Par contre, lorsque le privilège porte sur des biens autres que des sommes d'argent, les règles du droit commun en matière d'exercice des privilèges sont applicables (cf. supra C 5111, n° 25 ).

Pour plus de précisions concernant l'exercice du privilège en matière de TCA on se reportera, infra C 512 .

  E. RANG DES PRIVILÈGES DU TRÉSOR

22L'ordre dans lequel s'exercent les privilèges du Trésor n'est pas réglé par les dispositions du Code civil. Conformément au principe posé à l'article 2098 dudit code, cet ordre est fixé par les lois qui le concernent.

Les textes fondamentaux en la matière ont été codifiés sous les articles 1920 , 1924, 1926 , 1927-1 et 1929-1 du CGI. Ces articles déterminent l'ordre de classement des privilèges fiscaux entre eux et posent le principe de leur primauté, sous la seule réserve prévue à l'article 1927 pour les contributions indirectes (priorité des frais de justice, du loyer des six derniers mois...). Toutefois, de nombreuses lois non codifiées ont institué de nouveaux privilèges en leur conférant expressément un rang préférentiel à celui du Trésor (cf. supra C 5111, n os12 , 13 , 15 et suiv. et infra28 et suiv. ).

D'autre part, il est admis que sont opposables au Trésor, sous certaines conditions :

- les frais de justice ou de conservation de la chose (cf. C 5111, n° 11 ) ;

- le droit de rétention dont sont titulaires certains créanciers (cf. C 5111, n° 27  ; cf. infra43 ).

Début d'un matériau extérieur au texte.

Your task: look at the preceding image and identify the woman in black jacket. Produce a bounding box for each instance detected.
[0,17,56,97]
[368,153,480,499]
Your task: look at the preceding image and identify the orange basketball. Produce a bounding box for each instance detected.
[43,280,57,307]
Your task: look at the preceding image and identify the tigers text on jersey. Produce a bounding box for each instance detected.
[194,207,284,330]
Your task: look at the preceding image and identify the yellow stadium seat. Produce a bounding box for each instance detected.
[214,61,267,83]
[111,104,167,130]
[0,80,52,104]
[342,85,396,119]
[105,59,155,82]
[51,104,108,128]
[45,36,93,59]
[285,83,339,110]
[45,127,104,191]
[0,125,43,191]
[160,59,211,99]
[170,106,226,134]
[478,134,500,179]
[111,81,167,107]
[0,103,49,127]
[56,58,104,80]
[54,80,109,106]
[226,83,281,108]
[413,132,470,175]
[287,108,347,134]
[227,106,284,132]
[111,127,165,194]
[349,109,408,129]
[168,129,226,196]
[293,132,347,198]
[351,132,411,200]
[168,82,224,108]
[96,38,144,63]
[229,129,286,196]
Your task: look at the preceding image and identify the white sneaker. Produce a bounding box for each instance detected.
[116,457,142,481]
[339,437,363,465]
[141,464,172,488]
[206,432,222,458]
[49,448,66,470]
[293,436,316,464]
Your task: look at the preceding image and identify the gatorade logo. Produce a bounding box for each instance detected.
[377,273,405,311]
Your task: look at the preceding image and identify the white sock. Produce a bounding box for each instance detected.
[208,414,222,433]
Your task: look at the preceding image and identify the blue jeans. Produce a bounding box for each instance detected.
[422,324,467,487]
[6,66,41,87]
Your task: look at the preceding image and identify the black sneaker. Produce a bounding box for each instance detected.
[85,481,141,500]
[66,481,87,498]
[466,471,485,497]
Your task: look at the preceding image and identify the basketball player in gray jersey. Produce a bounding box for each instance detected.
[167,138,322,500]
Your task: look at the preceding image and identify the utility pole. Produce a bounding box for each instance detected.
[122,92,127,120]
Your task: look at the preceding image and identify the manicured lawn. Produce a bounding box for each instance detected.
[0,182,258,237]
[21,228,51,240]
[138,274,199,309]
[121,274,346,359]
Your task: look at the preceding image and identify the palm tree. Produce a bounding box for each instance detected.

  I. Classement des privilèges fiscaux entre eux

L'ordre de classement des privilèges du Trésor est le suivant :

1° Impôts directs d'État y compris les impôts directs locaux qui étaient originellement des impôts d'État et concuremment taxes sur le chiffre d'affaires ;

2° Autres impôts directs locaux ;

3° Droits d'enregistrement ;

4° Contributions indirectes.

1. Impôts directs d'État y compris les impôts directs locaux qui étaient originellement des impôts d'État et taxes sur le chiffre d'affaires.

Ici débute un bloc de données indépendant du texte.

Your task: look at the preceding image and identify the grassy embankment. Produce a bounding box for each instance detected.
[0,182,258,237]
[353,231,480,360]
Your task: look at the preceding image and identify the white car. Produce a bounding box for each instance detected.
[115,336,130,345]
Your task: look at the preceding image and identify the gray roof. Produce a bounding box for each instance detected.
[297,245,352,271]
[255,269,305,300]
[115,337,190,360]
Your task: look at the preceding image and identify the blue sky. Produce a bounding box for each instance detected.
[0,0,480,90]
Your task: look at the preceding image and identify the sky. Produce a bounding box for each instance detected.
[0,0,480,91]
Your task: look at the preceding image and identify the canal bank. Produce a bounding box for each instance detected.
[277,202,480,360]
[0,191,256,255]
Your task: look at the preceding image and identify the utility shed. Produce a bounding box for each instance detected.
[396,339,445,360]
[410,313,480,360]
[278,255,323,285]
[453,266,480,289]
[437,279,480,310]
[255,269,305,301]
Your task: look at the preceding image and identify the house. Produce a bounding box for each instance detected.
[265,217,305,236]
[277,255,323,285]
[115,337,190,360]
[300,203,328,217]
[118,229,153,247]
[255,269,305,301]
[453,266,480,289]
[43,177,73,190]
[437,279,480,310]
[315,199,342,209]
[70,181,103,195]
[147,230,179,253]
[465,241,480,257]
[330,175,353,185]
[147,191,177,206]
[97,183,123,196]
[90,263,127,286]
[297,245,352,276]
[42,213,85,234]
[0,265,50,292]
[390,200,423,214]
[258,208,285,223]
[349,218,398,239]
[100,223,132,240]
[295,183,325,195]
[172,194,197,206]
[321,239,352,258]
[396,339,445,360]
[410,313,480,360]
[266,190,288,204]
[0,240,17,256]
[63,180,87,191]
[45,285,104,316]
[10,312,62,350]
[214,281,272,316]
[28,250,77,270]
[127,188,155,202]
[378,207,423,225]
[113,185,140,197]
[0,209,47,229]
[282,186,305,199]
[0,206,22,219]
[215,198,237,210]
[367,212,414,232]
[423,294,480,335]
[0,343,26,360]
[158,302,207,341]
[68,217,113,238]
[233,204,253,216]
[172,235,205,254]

a. Impôts directs d'État y compris les impôts directs locaux qui étaient originellement des impôts d'État et taxes assimilées (CGI, art. 1920 ).

23Le privilège général mobilier visé à l'article 1920-1 du CGI garantit le recouvrement de l'ensemble des contributions directes et taxes assimilées y compris celui des acomptes provisionnels exigibles en matière d'impôt sur le revenu et d'impôt sur les sociétés.

L'expression « contributions directes et taxes assimilées » désigne, non seulement les impôts directs perçus au profit de l'État, mais encore toutes contributions directes qui étaient originellement des impôts d'État (taxe professionnelle, taxe foncière, taxe d'habitation) et taxes assimilées à ces contributions.

b. TCA et taxes assimilées.

24Selon l'article 1926 du CGI, le privilège pour le recouvrement des taxes sur le chiffre d'affaires et des taxes assimilées a le même rang que celui énoncé à l'article 1920 dudit code. Ce privilège couvre aussi les impôts et taxes recouvrés sous les mêmes garanties.

S'il y a insuffisance d'actif pour régler les impôts directs et les TCA à la charge du redevable, la répartition entre les comptables des impôts et du Trésor se fait au marc le franc.

2. Autres impôts directs locaux.

25Il s'agit des taxes départementales et communales assimilées aux contributions directes, Le privilège créé au profit des taxes communales prend rang immédiatement après celui des taxes départementales (CGI, art. 1924).

3. Droits d'enregistrement.

26Bénéficient du privilège visé à l'article 1929-1 les droits d'enregistrement proprement dits, la taxe de publicité foncière, les droits de timbre, les droits et taxes assimilés aux droits d'enregistrement et les créances recouvrées comme en matière d'enregistrement.

4. Contributions indirectes.

27Le privilège en matière de contributions indirectes est prévu à l'article 1927 du CGI. Il garantit le recouvrement des droits indirects, des taxes, des redevances, des soultes et des autres contributions indirectes.

Pour la sûreté de ses créances, le service des alcools bénéficie d'un privilège de même rang.

  II. Privilèges généraux et spéciaux primant les privilèges flaceux

La primauté des privilèges fiscaux n'est pas absolue. Un certain nombre de lois ont consacré la priorité de divers privilèges généraux ou spéciaux sur ceux du Trésor.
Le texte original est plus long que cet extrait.